People who have been exposed to chemical warfare agents (CWAs) feel uncertain, decades after the exposure, about their survival and ability to build a family, a University of Gothenburg study shows. Women are more severely affected than men.
The study, published in BMJ Open, is based on qualitative, in-depth interviews with 16 survivors of the massive 1988 poison-gas attack on Halabja, a city in the Kurdistan Region of Iraq, when 5,000 people died and twice as many were injured. The interviewees, ten women and six men aged 34 to 67, were all diagnosed with chronic lung complications.
A previous study revealed that the victims experienced severe deterioration of their physical and mental health. The focus is now on their experience of marriage and family building, three decades after their exposure to CWAs. The study shows the sense of uncertainty most of the interviewees felt about survival and forming couple relationships and families. Their anxiety characterized all decision-making in the private and social spheres, but was most clearly apparent regarding the issue of building a family. Their fear of having children with congenital defects was huge.
The results also followed a gendered pattern: women who had been exposed to CWAs were more psychosocially affected than men from the same background. The women were also more often unemployed, divorced, single, and living in socioeconomically vulnerable conditions.
The first author of the study is Faraidoun Moradi, a doctoral student of occupational and environmental medicine at Sahlgrenska Academy, University of Gothenburg, who is also a registered pharmacist and a specialist in general medicine.
“The exposure not only affects women’s physical work capacity, but also has repercussions like social stigmatization, emotional neglect, and a sense of social abandonment,” he states.

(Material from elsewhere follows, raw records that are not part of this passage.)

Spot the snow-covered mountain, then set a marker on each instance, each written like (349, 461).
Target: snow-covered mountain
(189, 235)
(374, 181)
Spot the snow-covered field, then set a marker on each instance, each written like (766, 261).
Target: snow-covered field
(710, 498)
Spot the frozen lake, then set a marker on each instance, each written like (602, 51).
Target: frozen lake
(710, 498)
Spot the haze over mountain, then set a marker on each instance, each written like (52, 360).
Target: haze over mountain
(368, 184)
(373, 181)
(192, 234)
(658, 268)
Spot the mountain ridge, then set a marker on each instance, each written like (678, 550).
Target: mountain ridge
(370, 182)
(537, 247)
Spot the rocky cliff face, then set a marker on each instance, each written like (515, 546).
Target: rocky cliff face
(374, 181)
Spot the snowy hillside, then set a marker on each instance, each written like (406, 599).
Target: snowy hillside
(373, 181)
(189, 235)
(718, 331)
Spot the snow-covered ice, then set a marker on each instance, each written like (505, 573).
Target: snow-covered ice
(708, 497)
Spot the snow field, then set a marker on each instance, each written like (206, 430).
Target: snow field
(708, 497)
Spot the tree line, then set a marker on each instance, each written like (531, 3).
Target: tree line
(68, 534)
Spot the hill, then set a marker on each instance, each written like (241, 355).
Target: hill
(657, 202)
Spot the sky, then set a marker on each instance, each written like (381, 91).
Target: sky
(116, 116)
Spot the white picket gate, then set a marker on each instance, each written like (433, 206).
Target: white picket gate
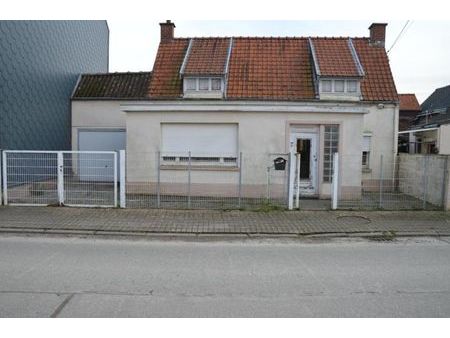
(73, 178)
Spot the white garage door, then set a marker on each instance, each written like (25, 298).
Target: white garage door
(94, 167)
(218, 139)
(108, 140)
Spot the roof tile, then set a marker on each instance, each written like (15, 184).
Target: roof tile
(409, 102)
(207, 56)
(113, 86)
(334, 57)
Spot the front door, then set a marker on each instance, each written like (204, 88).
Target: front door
(304, 145)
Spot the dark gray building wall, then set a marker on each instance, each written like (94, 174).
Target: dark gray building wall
(40, 62)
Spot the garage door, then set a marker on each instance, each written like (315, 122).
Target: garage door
(99, 140)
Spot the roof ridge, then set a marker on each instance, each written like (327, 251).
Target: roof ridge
(274, 37)
(116, 73)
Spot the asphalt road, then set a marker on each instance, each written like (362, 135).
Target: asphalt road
(76, 277)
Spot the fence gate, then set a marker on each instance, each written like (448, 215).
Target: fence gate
(73, 178)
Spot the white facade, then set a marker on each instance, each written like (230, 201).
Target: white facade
(260, 131)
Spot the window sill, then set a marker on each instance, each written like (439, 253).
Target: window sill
(199, 167)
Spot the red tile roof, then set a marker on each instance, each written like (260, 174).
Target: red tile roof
(409, 102)
(272, 68)
(207, 56)
(378, 83)
(166, 81)
(334, 57)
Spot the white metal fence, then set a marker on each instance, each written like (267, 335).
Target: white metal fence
(206, 181)
(405, 182)
(71, 178)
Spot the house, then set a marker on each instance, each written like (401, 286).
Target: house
(430, 130)
(40, 63)
(229, 105)
(409, 108)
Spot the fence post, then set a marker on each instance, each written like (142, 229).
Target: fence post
(446, 188)
(158, 187)
(1, 177)
(291, 180)
(240, 180)
(189, 182)
(122, 178)
(335, 182)
(60, 180)
(297, 193)
(380, 204)
(425, 172)
(5, 179)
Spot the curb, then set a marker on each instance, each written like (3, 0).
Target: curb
(220, 236)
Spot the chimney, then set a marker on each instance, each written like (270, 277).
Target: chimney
(167, 31)
(378, 34)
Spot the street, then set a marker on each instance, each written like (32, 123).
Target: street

“The women regard themselves as contaminated, and others think the same. There’s a fear of being unable to have healthy children, although there’s no strong scientific evidence for that.”

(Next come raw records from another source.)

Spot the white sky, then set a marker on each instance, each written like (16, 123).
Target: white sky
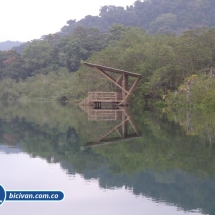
(24, 20)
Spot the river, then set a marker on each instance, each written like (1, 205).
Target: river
(127, 161)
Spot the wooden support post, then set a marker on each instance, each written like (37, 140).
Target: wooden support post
(125, 87)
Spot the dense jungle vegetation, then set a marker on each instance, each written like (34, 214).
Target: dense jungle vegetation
(167, 44)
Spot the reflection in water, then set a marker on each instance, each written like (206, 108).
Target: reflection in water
(108, 114)
(163, 165)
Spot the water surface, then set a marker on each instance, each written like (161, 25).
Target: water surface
(154, 166)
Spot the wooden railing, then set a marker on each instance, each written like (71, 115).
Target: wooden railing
(103, 97)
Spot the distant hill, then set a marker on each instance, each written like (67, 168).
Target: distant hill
(7, 45)
(155, 16)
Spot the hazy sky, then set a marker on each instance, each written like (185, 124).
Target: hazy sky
(24, 20)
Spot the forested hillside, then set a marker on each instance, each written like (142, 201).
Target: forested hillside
(155, 16)
(7, 45)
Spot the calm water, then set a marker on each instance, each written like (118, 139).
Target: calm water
(119, 162)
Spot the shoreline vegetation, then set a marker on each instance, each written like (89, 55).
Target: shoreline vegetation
(177, 62)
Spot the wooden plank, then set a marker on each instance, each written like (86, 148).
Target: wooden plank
(119, 71)
(111, 79)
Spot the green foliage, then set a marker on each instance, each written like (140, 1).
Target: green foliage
(154, 16)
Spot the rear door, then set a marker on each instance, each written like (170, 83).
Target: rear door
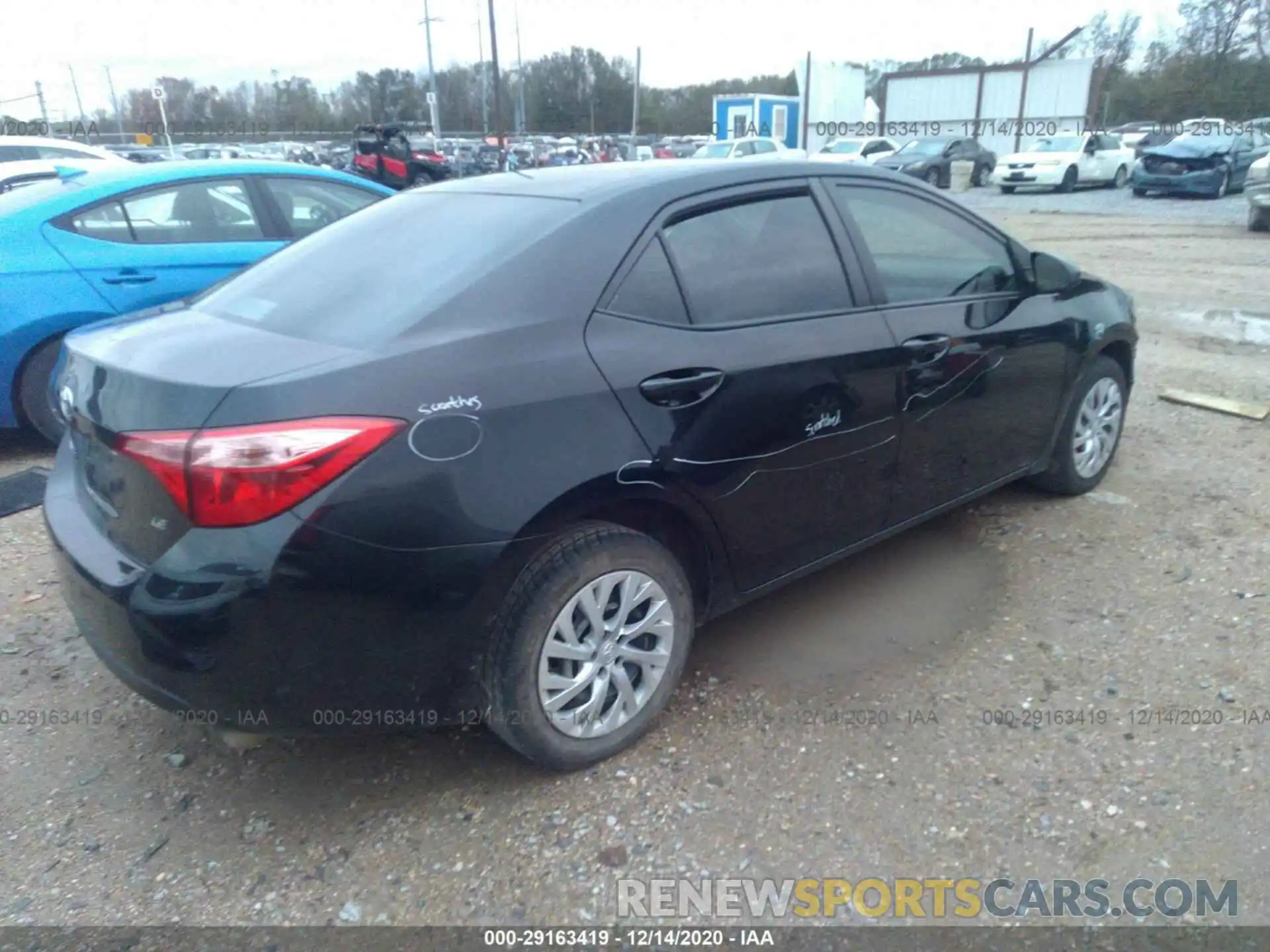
(760, 385)
(155, 245)
(984, 358)
(397, 161)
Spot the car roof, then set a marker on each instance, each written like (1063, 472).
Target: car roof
(54, 198)
(600, 182)
(56, 143)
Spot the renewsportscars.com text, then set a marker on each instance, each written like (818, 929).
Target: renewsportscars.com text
(925, 898)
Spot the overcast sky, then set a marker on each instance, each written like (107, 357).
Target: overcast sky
(683, 41)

“This creates difficulties in starting a family, or results in divorce — which, in turn, means that they may stay involuntarily single and, more often than the men, live in disadvantaged socioeconomic circumstances,” Moradi adds. The researchers behind the study work at the University of Gothenburg and the Johannesburg Institute for Advanced Study, South Africa. Together, they possess expertise in medicine, psychology, and social anthropology, and stress the importance of broad knowledge of how people are affected by chemical weapons, such as nerve and mustard gas.
“Hundreds of people who were exposed to CWAs have now settled in Sweden, and many of them have severe somatic and psychosocial symptoms from the chemical exposure. We need more research and knowledge in this field to improve treatment and administration of survivors in health and social care,” Moradi concludes.